Apache Hudi with AWS EMR 7.2.0, AWS S3
4 min readAug 13, 2024
As Aug 13, 2024, the AWS Apache Hudi pages have not been updated with instructions on working with AWS EMR 7.2.0.
Here’s what worked for me.
- Create a cluster using the instructions at https://docs.aws.amazon.com/emr/latest/ReleaseGuide/emr-hudi-installation-and-configuration.html. Leave the default with the exception being:choose emr-7.2.0 and unselect Presto and check “use for Hive table metadata” and check “use for Spark table metadata”. You will also be forced to create an Amazon EMR service role and EC2 instance profile.

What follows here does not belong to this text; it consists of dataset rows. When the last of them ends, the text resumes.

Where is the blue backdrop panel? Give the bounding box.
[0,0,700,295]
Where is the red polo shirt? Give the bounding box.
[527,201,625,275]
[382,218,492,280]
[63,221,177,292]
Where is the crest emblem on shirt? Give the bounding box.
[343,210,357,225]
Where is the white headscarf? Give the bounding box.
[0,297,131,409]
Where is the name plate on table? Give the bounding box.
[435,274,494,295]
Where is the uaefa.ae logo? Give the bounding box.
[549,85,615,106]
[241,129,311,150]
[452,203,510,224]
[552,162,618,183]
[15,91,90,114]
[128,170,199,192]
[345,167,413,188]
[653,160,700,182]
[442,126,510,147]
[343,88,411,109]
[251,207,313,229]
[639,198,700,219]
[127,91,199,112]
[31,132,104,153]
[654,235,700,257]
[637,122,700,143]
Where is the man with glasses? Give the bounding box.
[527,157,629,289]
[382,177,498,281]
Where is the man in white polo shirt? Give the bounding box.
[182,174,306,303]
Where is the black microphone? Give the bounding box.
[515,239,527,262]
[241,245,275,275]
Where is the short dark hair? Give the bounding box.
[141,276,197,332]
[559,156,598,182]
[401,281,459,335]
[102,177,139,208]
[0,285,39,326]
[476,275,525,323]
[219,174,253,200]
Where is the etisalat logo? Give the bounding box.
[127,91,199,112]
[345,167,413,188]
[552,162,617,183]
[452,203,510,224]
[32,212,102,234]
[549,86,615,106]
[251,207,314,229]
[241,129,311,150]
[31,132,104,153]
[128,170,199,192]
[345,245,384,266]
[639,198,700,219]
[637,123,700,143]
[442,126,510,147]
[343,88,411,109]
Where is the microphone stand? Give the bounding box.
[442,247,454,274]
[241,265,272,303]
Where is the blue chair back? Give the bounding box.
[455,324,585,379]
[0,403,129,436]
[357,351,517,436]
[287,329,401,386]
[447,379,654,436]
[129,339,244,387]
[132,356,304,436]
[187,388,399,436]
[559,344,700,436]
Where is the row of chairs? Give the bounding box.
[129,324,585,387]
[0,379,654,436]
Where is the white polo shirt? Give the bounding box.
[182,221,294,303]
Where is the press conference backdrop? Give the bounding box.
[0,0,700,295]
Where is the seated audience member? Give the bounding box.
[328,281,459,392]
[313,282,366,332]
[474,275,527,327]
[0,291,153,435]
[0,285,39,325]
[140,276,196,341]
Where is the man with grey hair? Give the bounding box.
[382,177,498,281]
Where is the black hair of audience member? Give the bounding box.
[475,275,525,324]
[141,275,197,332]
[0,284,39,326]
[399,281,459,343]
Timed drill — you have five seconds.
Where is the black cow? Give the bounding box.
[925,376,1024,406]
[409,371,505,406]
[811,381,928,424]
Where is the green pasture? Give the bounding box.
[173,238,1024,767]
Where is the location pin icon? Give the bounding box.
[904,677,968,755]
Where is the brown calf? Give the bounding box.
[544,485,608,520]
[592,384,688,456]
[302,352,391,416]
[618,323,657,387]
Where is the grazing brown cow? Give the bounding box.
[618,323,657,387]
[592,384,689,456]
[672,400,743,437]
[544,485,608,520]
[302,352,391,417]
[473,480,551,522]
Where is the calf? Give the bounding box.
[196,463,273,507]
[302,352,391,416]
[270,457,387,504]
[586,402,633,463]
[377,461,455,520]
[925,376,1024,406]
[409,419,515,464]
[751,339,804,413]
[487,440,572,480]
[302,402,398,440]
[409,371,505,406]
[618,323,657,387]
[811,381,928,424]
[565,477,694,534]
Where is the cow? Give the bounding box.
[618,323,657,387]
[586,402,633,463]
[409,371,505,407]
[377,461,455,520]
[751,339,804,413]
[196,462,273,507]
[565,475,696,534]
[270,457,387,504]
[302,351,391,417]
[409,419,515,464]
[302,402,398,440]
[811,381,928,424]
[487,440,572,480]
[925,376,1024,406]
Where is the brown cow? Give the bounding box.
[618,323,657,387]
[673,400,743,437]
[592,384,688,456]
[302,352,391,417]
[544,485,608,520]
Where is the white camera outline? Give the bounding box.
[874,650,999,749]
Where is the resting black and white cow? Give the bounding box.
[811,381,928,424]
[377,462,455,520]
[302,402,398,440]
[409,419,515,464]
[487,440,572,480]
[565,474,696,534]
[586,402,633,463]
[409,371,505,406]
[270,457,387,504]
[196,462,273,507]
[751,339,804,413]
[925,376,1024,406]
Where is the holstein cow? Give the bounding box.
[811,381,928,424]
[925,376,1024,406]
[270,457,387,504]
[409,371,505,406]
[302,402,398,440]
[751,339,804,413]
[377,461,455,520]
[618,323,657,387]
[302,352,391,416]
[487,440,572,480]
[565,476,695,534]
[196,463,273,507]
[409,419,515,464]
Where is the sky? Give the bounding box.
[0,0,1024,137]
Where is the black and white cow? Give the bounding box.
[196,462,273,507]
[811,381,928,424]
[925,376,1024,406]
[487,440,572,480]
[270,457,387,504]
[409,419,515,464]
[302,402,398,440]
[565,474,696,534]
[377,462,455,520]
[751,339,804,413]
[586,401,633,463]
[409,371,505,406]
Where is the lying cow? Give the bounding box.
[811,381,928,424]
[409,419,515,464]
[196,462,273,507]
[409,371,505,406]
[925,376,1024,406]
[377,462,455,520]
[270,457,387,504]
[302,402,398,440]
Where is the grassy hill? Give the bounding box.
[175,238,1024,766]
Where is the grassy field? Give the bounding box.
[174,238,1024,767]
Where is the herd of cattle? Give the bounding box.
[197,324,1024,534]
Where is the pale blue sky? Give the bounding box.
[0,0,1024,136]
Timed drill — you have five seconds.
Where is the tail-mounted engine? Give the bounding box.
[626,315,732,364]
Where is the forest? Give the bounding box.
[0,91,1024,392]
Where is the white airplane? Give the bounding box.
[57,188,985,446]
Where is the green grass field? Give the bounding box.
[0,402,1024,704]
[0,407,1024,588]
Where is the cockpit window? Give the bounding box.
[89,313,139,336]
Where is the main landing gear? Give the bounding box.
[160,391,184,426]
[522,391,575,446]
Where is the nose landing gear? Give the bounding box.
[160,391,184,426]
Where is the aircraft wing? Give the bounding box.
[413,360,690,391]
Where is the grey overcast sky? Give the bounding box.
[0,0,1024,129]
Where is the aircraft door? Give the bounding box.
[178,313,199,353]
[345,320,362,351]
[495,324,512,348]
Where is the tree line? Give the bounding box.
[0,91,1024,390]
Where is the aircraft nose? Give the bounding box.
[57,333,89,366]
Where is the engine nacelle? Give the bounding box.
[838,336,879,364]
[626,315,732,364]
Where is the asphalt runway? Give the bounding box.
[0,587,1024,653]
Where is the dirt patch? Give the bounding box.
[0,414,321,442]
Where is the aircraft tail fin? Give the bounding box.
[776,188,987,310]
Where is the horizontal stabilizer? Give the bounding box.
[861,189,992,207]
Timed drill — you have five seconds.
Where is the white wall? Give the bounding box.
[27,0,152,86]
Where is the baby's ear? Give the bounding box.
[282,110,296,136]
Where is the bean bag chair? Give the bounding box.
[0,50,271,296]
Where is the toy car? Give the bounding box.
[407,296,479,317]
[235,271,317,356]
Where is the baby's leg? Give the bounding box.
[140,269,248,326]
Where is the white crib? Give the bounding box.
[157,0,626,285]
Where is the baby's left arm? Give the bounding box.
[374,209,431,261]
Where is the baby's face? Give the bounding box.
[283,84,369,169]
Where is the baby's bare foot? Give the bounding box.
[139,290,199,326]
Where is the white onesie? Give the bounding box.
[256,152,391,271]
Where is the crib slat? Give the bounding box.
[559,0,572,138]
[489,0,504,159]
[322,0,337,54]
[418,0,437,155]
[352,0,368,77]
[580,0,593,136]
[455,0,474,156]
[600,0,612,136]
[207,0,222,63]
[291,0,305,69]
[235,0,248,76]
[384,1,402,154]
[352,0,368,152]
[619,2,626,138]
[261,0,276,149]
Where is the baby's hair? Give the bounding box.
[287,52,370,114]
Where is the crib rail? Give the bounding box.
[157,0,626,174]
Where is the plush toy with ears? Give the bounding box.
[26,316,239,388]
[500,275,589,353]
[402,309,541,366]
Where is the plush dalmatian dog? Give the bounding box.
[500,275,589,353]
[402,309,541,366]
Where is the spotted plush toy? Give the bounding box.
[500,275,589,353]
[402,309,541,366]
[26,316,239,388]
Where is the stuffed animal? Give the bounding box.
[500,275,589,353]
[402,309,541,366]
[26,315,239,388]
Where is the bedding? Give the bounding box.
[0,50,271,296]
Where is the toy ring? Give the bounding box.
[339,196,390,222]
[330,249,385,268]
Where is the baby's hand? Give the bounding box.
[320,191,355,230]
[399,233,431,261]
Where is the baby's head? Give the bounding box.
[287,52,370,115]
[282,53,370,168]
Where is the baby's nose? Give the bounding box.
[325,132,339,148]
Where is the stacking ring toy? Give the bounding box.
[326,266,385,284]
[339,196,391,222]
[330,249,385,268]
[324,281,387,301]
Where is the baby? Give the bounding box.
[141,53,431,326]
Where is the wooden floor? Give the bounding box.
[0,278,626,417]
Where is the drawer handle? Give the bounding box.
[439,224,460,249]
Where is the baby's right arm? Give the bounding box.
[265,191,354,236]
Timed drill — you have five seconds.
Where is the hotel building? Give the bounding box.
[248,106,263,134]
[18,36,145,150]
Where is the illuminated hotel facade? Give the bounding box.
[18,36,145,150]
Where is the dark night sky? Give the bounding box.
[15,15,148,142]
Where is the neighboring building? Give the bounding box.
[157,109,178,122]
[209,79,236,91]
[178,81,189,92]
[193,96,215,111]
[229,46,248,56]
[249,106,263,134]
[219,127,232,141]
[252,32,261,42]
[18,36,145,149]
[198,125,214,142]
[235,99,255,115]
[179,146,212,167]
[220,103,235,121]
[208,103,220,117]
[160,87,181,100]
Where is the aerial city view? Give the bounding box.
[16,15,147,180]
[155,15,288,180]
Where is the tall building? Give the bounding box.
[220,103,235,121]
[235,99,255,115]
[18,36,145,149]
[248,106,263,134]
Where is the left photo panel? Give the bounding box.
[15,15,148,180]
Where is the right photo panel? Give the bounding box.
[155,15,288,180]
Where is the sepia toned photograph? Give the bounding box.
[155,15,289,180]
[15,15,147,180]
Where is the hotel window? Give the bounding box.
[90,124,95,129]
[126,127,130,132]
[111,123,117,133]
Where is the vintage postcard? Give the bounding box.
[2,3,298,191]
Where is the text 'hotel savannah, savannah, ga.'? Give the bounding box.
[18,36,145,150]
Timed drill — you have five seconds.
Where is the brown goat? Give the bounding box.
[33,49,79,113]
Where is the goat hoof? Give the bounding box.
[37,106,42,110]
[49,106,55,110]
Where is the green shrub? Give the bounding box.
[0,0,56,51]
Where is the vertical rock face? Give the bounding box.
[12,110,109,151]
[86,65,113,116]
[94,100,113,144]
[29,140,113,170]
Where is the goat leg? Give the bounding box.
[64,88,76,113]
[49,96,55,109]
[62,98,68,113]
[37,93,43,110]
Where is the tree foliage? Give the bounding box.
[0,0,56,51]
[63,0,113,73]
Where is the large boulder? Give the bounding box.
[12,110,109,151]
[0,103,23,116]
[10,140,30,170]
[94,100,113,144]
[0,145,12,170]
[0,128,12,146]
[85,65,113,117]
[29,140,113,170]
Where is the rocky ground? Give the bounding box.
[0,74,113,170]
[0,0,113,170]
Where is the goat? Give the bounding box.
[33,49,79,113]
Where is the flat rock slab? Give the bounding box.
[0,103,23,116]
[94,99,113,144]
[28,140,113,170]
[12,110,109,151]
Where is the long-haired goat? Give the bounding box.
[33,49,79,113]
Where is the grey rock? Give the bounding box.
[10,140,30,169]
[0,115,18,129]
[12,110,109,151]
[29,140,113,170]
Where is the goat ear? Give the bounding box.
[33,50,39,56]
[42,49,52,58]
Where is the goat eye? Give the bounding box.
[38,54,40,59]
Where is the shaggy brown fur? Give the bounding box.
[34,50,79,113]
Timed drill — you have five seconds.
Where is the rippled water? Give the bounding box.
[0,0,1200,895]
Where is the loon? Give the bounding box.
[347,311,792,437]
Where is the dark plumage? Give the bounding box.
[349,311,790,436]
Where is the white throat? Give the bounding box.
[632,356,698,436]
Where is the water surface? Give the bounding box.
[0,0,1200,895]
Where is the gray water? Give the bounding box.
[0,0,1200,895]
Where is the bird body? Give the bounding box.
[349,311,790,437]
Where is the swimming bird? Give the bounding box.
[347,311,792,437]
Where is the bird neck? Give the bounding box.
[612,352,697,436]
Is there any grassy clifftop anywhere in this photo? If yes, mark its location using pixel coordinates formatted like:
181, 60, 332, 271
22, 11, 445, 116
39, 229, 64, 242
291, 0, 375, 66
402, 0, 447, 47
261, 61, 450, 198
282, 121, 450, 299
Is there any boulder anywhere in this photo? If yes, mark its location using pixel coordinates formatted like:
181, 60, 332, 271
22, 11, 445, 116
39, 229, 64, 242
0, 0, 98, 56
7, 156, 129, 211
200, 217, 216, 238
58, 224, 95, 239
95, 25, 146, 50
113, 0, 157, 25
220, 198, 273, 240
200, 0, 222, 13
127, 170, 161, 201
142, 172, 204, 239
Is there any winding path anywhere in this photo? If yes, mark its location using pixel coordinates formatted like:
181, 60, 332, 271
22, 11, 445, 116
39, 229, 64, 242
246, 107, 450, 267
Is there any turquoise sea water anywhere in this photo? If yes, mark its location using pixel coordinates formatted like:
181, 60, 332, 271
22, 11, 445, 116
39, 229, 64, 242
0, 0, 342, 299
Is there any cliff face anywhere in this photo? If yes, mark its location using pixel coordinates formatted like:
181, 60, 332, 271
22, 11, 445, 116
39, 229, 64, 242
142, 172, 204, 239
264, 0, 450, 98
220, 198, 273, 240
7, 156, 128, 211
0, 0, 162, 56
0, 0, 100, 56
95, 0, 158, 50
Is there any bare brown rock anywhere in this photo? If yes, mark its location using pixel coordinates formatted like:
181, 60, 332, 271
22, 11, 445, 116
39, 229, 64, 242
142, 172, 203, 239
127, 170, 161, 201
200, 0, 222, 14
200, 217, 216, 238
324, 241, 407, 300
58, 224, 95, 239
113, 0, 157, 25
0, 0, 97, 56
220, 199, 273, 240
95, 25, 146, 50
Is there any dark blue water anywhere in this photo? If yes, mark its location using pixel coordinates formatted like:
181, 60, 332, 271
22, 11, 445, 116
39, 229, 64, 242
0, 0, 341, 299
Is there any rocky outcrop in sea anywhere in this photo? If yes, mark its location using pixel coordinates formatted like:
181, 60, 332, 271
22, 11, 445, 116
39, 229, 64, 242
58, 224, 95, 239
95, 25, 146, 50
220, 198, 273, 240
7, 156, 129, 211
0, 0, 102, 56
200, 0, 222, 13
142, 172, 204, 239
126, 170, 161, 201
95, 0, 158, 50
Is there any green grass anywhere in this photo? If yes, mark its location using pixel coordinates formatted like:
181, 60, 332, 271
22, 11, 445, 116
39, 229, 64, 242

Select “create” for both (it created AmazonEMR-ServiceRole-20240813T103441 and AmazonEMR-InstanceProfile-20240813T103425)
- Go into AWS IAM Roles and modify the AmazonEMR-InstanceProfile to include AWSGlueServiceRole.
- Create a “marketing” database in AWS Glue.
- Next, the login to the master EMR node, sudo into root and then run (note that the orginal command was missing the S3 libraries)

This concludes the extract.